EL SOL

penas podía caminar, sus viejas piernas ya no le respondían y tenía que ayudarse con dos bastones. Cubría su rostro con una bufanda y sobre su cabeza una gorra azul le protegía del frío invernal. Se movía lentamente, con paso inseguro. Un joven casi le hizo caer, las prisas del mundo moderno ya no respetan los años. Cuando por fin llegó a la plazoleta, fue saludando a cada uno de sus amigos.

Se solían reunir en las horas en que el sol lucía entre las nubes para dar un toque de color al grisáceo invierno.

- “Ya quedamos menos” –pensó – “cada invierno se lleva a dos o tres de nosotros”.

Una vez que todos habían llegado, empezaban las luchas para ver quién tenía más achaques, a quién le duraban más los resfriados, la gripe o sus males. No había persona que tuviera más que él, sus dolores eran ya crónicos. Sólo era superado por los que yacían en el cementerio, pero esos ya no sufrirían más.

Año tras año acudía a su cita diaria con el sol y con sus amigos. Aunque unos se fueran, siempre venían otros, pero él siempre estaba allí.

- “El día que me falte el sol, no vendré” – repetía siempre.

- “El sol me recuerda a mi difunta esposa, siempre radiante aun en los momentos peores”.

Una mañana, el sol brillaba con inusitada fuerza para la época del año, el viento había dejado de soplar, el frío se había ido. Aprovechó la ocasión que la brindaba el buen  tiempo y salió a dar un paseo, quizás se acercaría a la plaza a ver si sus amigos también habían respondido la llamada del astro rey.

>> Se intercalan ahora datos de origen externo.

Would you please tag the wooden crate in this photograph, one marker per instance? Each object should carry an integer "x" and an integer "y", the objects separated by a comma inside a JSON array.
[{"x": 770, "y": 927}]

Tras pasear por las calles cercanas a su casa, por fin, se dirigió a la plaza. Al llegar se quedó petrificado, ahí estaban todos sus amigos hablando y riendo, pero eran sus amigos fallecidos. Estaba Don Julián que fue maestro de la escuela del pueblo; Don Ramón, el carnicero de toda la vida; Doña María, sin duda la más alcahueta de todo el lugar; Don Francisco, el párroco que murió de aquella gripe que hubo a finales de los 70; Doña olores, la que tenía esa tienda con aquellos precios tan “obesos” y por último también estaba Margarita, su mujer.

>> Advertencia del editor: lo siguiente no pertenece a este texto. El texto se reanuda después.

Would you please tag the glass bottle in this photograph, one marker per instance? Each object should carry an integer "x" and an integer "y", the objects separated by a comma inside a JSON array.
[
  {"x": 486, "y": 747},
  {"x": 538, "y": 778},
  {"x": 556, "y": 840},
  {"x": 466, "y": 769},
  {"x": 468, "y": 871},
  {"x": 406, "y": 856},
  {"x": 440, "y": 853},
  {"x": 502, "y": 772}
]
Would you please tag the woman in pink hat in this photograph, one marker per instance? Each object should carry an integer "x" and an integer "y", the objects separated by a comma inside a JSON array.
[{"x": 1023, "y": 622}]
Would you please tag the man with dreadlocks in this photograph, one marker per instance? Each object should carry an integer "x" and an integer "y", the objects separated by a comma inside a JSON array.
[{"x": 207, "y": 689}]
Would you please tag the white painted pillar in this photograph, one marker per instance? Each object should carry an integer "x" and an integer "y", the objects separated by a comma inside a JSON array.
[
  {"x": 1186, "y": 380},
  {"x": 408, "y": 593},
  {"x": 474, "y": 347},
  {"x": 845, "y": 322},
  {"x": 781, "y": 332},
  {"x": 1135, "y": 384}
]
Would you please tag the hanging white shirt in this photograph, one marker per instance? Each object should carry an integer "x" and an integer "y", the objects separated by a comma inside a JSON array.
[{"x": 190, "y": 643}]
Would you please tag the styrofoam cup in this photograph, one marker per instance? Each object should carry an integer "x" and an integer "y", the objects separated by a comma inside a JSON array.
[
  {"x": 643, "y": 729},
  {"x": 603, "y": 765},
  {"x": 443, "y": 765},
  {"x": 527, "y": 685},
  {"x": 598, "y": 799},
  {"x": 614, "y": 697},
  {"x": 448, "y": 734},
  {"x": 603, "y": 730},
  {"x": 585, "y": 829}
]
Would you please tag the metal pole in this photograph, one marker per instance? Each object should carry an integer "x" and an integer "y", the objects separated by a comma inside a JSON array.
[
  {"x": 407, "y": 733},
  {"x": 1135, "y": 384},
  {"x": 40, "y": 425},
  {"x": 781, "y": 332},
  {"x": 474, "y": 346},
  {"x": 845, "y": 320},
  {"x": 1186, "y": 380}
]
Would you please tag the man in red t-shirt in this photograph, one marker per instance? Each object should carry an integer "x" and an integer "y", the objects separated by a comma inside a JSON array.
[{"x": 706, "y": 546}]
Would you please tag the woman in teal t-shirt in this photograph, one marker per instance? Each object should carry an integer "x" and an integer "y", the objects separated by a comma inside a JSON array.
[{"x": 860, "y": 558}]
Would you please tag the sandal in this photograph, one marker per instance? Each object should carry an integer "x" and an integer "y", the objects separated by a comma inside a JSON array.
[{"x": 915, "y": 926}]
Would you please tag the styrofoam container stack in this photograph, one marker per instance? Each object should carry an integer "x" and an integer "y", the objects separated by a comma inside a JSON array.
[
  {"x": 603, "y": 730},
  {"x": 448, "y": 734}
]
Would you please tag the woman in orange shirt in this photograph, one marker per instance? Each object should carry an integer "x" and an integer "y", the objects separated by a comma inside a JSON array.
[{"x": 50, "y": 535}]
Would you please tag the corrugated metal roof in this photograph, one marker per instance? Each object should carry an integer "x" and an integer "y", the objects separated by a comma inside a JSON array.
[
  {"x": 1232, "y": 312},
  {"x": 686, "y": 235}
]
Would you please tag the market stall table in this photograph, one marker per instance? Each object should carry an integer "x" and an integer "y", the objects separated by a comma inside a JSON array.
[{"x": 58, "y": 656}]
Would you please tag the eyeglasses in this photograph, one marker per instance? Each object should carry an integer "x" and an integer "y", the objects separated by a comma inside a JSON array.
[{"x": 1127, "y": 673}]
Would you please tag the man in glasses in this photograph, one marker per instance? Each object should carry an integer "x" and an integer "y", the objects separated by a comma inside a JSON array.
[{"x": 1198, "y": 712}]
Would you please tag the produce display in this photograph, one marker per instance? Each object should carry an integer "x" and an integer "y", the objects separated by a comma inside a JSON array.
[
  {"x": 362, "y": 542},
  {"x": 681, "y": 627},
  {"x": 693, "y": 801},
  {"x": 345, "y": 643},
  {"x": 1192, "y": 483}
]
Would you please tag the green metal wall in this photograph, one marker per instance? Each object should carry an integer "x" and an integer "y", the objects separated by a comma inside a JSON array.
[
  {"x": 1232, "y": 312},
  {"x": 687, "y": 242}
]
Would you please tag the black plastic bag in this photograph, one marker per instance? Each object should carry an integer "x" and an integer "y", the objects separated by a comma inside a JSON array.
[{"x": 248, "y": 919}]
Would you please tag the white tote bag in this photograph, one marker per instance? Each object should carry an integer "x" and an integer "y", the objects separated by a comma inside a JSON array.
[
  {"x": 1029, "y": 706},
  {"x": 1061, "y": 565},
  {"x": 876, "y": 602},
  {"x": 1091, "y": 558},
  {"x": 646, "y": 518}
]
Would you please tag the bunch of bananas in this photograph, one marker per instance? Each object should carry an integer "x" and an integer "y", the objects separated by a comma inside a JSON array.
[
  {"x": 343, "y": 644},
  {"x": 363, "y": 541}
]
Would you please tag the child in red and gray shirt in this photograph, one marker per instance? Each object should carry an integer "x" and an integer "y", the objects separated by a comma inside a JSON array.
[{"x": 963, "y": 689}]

Ella le miró, y le obsequió con una de esas sonrisas suyas  que le cautivaron de joven y que fue lo último que vio de su dulce mujer antes de morir.

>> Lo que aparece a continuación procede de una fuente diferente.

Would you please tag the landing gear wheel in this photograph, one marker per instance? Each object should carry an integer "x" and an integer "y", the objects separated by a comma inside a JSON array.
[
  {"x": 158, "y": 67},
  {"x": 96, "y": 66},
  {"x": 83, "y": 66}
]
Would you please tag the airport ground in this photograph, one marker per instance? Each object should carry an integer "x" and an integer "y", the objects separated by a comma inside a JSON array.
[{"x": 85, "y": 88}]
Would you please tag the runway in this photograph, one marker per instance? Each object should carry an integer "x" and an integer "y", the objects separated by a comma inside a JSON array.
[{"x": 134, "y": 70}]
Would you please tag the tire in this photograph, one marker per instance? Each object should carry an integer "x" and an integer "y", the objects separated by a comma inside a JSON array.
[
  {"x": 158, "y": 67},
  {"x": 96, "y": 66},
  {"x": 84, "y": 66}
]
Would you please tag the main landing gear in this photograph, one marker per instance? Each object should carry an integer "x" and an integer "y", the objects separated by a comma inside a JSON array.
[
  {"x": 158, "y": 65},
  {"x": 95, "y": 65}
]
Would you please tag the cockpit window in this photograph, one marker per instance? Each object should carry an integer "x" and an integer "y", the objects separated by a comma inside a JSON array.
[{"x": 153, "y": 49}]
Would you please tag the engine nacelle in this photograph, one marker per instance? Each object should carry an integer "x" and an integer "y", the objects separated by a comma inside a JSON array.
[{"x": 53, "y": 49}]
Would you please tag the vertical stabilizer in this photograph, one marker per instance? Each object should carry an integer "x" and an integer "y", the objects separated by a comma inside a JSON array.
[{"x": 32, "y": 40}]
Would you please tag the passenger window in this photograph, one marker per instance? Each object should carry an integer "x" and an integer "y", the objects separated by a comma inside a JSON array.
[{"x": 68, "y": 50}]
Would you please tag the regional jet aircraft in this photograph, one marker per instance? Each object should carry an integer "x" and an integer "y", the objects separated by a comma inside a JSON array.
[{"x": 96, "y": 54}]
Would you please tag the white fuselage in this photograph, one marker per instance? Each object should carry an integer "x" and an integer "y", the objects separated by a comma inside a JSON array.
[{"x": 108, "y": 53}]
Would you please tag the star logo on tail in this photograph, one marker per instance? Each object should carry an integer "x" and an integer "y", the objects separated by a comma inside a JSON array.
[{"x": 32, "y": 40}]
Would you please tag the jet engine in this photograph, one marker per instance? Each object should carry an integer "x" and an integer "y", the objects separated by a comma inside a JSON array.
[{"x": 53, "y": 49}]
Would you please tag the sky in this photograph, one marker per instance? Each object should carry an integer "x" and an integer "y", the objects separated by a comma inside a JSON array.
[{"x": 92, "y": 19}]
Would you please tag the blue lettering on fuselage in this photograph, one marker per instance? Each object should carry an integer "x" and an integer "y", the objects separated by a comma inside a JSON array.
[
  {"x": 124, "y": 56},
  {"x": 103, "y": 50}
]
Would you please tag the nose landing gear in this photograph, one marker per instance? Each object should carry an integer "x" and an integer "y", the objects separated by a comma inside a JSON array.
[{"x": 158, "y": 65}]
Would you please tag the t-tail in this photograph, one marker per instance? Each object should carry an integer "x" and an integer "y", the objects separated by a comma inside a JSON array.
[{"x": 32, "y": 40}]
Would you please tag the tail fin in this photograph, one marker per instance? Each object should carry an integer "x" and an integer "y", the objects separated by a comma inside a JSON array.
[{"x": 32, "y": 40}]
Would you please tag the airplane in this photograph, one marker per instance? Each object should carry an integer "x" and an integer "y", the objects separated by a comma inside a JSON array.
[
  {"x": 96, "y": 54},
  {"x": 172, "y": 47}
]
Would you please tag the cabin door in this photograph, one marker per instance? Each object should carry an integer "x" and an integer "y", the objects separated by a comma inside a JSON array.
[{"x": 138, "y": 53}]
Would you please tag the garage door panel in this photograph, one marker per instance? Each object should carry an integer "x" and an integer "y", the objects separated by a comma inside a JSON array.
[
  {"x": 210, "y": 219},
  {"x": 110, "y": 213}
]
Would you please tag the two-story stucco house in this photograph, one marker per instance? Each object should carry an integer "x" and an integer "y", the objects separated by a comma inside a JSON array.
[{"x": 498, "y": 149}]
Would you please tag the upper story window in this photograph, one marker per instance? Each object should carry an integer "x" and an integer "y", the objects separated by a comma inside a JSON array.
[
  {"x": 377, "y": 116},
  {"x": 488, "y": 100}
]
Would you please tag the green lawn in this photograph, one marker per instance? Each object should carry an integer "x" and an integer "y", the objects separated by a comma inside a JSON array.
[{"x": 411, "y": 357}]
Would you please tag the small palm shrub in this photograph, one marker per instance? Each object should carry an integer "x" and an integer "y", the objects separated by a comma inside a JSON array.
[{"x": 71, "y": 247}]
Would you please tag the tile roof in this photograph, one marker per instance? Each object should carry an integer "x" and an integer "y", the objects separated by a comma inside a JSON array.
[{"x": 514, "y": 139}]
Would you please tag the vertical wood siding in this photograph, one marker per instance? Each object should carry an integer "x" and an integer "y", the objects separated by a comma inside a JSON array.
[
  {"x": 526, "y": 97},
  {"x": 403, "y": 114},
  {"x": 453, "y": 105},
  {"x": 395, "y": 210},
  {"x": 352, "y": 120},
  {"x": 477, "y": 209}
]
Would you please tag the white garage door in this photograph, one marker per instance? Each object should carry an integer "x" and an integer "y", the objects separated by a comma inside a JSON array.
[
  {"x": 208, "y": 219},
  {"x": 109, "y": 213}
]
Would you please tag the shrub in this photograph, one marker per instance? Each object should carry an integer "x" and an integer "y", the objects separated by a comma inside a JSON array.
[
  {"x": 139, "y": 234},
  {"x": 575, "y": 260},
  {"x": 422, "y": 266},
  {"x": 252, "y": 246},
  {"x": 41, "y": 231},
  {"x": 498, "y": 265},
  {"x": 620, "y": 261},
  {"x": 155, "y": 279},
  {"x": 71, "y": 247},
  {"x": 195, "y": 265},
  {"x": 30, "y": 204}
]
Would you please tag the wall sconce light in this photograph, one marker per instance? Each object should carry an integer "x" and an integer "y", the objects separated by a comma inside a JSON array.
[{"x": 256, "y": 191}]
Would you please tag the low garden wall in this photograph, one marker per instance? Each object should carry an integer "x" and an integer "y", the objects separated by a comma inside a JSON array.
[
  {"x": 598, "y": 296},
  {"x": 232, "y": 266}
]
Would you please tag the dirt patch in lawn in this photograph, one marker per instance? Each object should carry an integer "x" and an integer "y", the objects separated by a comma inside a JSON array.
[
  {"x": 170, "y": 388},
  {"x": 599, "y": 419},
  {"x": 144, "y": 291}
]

Tiró los bastones a un lado, podía caminar sin su ayuda, y corrió hacia ella. La abrazó, la levantó en volandas, igual que aquella vez en viaje de novios en Barcelona, y la besó. La besó como hace 40 años lo hizo el día de su boda, la besó como siempre había hecho; con amor.

Y allí, todos sus amigos empezaron a hablar de sus vivencias de sus idas y venidas, de sus vidas que eran la de cada uno de ellos y la de todos a la vez.

Y ahora que están todos, por fin, pueden disfrutar de ese día maravilloso, ese día donde brilla el sol eternamente.